Like I've always said, I never talk much to him but there is something between us that none of us can tell. It's like we're friends but we don't communicate the usual way friends do.

Let's just skip the rest of the details which aren't related to this entry.

The thing is, I think I've screwed up the way we communicate. For the past few days, I pretend not to see him at all, be in in lecture halls, classrooms or hostel. It's because recently, I saw that he's quite intimate with this guy friend of his, so intimate that they would sit together during lectures at places where there won't be anyone else near them.

Fine, I'm JEALOUS, but that's because I care for him k!

Sniff.

I think he kinda sensed that I didn't tegur sapa with him, so that day he kinda like made a chance to walk past me and say 'Hi' to me la. I don't know what's gotten into my mind, after I said 'Hi' back to him, I turned around and continued talking to my friends.

GREAT.

I think he kinda got offended la. When we were going home, we were in the same metro, the situation was so awkward that both of us were trying so hard to pretend that we do not know of each other's presence in the same metro.

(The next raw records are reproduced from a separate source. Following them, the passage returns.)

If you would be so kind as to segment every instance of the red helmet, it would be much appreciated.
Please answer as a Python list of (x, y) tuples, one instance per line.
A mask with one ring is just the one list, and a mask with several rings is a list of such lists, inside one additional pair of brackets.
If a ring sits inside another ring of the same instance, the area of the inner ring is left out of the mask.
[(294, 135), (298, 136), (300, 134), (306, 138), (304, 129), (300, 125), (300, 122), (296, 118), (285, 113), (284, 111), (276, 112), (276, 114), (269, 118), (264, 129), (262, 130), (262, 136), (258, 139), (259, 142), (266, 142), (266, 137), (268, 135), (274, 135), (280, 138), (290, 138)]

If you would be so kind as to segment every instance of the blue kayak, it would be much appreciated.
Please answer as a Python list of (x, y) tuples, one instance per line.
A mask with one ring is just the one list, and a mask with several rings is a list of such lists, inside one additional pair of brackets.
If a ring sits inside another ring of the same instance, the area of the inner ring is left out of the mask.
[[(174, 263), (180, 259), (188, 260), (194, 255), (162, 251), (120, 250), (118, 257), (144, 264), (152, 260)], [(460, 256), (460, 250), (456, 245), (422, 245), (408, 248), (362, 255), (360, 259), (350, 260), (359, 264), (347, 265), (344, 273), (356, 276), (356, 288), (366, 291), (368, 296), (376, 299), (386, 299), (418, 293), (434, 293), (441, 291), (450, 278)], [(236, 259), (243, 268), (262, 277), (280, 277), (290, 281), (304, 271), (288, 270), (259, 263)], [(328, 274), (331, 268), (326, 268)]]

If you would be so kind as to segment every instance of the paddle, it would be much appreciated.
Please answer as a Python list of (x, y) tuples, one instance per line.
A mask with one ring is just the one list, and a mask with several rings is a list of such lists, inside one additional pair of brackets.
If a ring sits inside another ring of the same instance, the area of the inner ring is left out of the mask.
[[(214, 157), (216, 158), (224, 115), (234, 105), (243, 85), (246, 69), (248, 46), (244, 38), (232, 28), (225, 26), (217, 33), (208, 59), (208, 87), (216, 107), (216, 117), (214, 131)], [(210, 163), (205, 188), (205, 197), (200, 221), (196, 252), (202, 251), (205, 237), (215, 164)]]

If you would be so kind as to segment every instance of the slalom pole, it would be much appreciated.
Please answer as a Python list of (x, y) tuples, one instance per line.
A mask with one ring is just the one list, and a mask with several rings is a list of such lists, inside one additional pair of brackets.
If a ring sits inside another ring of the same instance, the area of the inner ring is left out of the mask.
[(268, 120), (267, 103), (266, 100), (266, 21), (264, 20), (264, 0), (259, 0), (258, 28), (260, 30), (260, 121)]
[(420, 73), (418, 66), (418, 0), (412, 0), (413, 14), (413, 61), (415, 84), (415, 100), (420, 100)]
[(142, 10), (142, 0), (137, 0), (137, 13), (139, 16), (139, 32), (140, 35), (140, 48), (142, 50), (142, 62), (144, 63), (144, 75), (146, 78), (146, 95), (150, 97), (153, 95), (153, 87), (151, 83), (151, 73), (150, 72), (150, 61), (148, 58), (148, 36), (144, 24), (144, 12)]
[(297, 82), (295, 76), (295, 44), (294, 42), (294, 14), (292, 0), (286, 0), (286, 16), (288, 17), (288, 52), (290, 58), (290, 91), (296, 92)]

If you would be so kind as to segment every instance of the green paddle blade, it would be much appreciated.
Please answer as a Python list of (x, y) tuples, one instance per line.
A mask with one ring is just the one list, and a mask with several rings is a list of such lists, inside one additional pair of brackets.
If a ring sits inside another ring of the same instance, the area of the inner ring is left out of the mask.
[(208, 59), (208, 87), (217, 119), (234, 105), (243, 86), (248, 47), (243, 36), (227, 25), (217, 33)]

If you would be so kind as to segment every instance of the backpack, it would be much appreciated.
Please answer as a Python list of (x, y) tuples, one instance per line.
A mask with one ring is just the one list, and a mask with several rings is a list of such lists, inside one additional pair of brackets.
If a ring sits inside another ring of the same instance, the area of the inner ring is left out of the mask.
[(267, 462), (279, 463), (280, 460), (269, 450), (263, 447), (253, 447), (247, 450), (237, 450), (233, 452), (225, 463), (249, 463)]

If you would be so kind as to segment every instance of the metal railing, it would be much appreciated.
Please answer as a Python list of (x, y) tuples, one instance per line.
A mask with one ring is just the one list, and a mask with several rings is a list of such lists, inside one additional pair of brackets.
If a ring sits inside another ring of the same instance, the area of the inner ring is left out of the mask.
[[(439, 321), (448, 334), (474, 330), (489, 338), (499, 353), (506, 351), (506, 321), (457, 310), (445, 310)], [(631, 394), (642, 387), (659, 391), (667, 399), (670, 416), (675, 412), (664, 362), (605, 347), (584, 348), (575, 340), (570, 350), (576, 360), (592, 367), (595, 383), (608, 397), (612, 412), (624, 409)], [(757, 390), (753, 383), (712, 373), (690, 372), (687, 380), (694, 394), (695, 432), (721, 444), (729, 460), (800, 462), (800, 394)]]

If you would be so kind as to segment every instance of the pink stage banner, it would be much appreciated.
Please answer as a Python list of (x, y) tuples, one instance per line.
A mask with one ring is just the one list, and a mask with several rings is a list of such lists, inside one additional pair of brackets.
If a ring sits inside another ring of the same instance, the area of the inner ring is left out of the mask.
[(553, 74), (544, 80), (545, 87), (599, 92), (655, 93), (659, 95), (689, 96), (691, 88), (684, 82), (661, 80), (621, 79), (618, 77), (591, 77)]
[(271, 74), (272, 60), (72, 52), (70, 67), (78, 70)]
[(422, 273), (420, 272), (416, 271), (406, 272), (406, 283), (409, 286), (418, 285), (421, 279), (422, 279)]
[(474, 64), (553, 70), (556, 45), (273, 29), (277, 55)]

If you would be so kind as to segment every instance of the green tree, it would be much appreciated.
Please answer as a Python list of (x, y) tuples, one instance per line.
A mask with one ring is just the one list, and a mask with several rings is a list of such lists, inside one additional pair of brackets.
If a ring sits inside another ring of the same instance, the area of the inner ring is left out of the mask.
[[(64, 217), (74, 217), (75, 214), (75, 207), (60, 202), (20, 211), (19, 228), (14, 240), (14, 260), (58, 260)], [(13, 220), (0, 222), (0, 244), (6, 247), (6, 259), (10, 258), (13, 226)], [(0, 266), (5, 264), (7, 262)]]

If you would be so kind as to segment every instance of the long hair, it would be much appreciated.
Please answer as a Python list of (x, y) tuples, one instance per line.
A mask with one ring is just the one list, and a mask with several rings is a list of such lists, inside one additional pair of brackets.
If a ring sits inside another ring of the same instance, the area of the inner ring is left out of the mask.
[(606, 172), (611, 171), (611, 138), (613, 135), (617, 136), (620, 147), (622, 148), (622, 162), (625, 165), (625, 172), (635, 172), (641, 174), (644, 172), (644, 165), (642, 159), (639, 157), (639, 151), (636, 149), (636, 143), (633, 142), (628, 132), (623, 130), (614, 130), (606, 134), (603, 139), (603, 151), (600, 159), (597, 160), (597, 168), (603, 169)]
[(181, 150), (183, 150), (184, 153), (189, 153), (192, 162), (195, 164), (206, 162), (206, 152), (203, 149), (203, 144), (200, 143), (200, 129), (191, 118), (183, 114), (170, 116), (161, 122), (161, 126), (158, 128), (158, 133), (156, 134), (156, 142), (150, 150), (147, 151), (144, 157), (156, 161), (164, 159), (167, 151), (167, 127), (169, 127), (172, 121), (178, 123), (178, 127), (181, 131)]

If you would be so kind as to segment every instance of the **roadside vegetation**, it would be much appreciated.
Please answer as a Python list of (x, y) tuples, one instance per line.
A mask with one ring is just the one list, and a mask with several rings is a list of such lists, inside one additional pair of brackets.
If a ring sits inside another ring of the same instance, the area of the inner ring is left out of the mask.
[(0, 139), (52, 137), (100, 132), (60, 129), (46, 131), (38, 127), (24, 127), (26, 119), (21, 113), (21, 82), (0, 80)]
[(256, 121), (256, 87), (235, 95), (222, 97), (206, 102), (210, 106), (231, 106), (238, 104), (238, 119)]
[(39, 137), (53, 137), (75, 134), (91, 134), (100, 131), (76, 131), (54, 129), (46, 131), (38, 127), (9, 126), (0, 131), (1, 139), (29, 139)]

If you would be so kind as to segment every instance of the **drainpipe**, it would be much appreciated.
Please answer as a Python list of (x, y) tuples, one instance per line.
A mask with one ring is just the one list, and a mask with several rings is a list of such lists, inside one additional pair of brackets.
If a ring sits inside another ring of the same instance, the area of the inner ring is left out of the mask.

MAYBE IT'S NOT BECAUSE OF THAT. MAYBE HE'S NOT GAY AND HE KNOWS THAT A HAVE A THING FOR HIM AND HE FELT DISGUSTED, THAT'S WHY HE'S DOING THIS TO ME. OMG HE'S SO MEAN!!

My life is so screwed I feel like becoming a rock. Tough and unable to feel anything at all. Then I don't have to try so hard to love a person and don't have to care whether the person loves me back or not. Coolness.